Tudo começa com uma generalização homofóbica: Os gays são promíscuos. Como se não bastasse a homofobia, em si, ser uma coisa estúpida, generalizações são uma excelente maneira de deixá-la ainda mais. E podemos encontrar várias outras tão preconceituosas quanto. Algumas gozam até de certo status, como atestado (falso, é claro) de pensamento crítico: Todo político é ladrão. A justiça neste país não funciona. As religiões são o atraso da humanidade. Homens são mais erotizados que as mulheres. As mulheres são mais sensíveis que os homens.
Quantas frases feitas como essas você tem no seu repertório cognitivo diário? E quantas você pensa antes de usar? Estou perguntando porque a generalização da “promiscuidade gay” parece ser uma das preferidas de serem desconstruídas pela grande maioria dos homossexuais, mas outras, nem tanto. É claro, eu não poderia querer que fôssemos mais esclarecidos que a média da população. No entanto, o meu assunto neste momento é outro. Quero falar do próprio processo de quebra da “generalização da promiscuidade”.
Essa situação, a princípio, me lembra o que acontece quando “acusam” alguém de ser gay e logo vem “a turma do bem” dizer que não… que o indivíduo acusado não é gay, essa coisa feia e horrorosa. Assim como essa defesa presume que ser gay é um demérito a ser evitado, o que o senso comum chama de “promíscuo” é rotineiramente taxado de errado por quem se presta a desconstruir a generalização da “promiscuidade gay” com os argumentos errados, recusando-se a se despir os mesmos preconceitos de quem faz as acusações.
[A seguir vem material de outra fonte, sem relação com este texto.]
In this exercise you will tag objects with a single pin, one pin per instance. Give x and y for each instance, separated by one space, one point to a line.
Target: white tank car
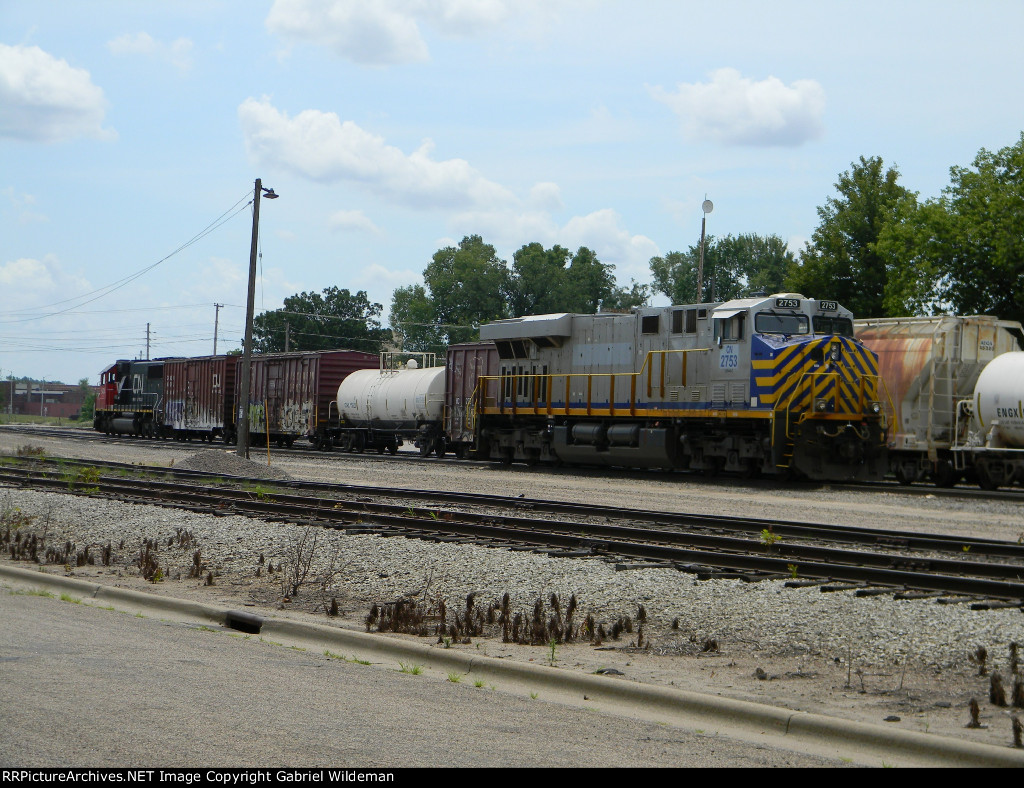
998 401
392 399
Aí nos sobra uma onda de moralismo gay, cuspindo no prato das liberdades sexuais, quando as conquistas desta nos interessam muito mais do que a mera substituição de imposições morais. Vejamos como isso funciona.
No afã de lutarem contra o pensamento homofóbico, que enxerga caricaturas em tudo do mundo gay e as exagera ao nível de uma depravação sexual completa, muitos gays defendem, inversamente, uma postura de “bom moço” que deixaria para trás os mais cavalheiros príncipes encantados dos contos de fadas, daqueles que são felizes para sempre com o primeiro amor. O mágico, o inefável, o perfeito primeiro e único amor.
Bradam eles que os gays não são promíscuos, são monogâmicos, fiéis e românticos, tanto quanto os modelos heteronormativos de par perfeito, e que os “depravados” são a exceção indesejável – Os responsáveis pelo preconceito sofrido por todos, completam alguns. Dizem esses arautos do “bom mocismo” gay que os os gays “têm que se dar ao respeito para serem respeitados”.
Essas frases soam familiares para todos? Porque pra mim elas são bastante. E me encho de desgosto quando leio ou escuto coisas assim, porque são as mais fatais em demonstrar que mesmo o combate ao preconceito pode ser preconceituoso, moralista.
Aponto esse dedo contra o moralismo porque… O que é promiscuidade? A maioria das pessoas pensa em excesso de parceiros, opção por relações puramente sexuais, infidelidade, ou mesmo safadeza pura e simples. Mas o ponto principal aqui é: Quem foi que disse que essas coisas são ruins, para termos que evitá-las tanto?
Alguém que tenha muitos parceiros sexuais, e que pratique esse sexo de maneira responsável, não está fazendo nada errado. Quem opta por contatos voltados apenas para o sexo também não, desde que não iluda os sentimentos dos outros pra isso. Infidelidade? Ela pode vir do namorado recém-conquistado ou do companheiro de 20 anos. Pode vir desse companheiro com uma ou com trinta pessoas. E isso porque você só pode ser considerado fiel ou infiel em relação a um pacto pré-determinado entre ambas as partes, sendo que a questão é de manter a palavra, e não de transar ou não transar.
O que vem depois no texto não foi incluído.